That's pretty much it. Congress sees the USPTO as a revenue source, so they
aren't even allowed to keep all the money they collect in fees (and they
aren't allowed to raise their fees either). And they aren't allowed to develop
a backlog (they started falling behind in the 1980s, but Congress slapped
passed new laws preventing that). And if they reject an application the
application can be amended and resubmitted, and almost always is until it's
accepted.

So basically the USPTO doesn't have the authority by itself to solve the
issue, and we need a solution from Congress.

------
thisthisthis
It should have been invalidated in the course of the trial, but we have a
wonderful notion of presumed validity.

Instead we just went through both an expensive lawsuit and a re-exam procedure
for a patent that never should have been filed and hence never should have
issued.

It begs the question: How often are damages paid for "infringement" of invalid
claims?

Lawyers made money. The USPTO made money.

Businesses lost money, not to mention time.

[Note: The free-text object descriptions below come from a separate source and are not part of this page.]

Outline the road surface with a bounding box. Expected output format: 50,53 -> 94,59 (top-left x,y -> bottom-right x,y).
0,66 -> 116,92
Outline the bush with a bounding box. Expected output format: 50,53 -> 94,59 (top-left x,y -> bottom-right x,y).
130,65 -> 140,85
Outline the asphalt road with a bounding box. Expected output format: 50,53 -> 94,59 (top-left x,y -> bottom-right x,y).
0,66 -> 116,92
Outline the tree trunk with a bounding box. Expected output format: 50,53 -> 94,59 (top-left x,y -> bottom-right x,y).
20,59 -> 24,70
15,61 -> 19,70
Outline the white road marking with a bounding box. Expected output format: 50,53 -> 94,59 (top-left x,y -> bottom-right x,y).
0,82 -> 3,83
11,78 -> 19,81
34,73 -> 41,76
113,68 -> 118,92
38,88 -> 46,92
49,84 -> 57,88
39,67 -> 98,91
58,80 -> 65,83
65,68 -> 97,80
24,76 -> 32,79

Anyone who is paying licensing fees for Apple's bogus pinch to zoom patent,
you can stop paying now. Thanks for playing.

------
mikhailt
USPTO hasn't officially invalidate any patents. They've filed a non-final
office action. It's now up to Apple to prove they're valid.

USPTO almost always do this when it comes to reexaminations, they'll reject
all claims, forcing the patent owners to fight harder to prove they should
have those patents.

On USPTO site, they mention that it is very rarely that the reexamination
would reject in all patents being invalided after the first office action,
70%+ of the times, a small part is rejected while the rest are re-validated as
real.

------
drucken
USPTO trying damage limitation exercises against their awful prior art
screening. Pretty pathetic, really.

Software patents should not exist, period.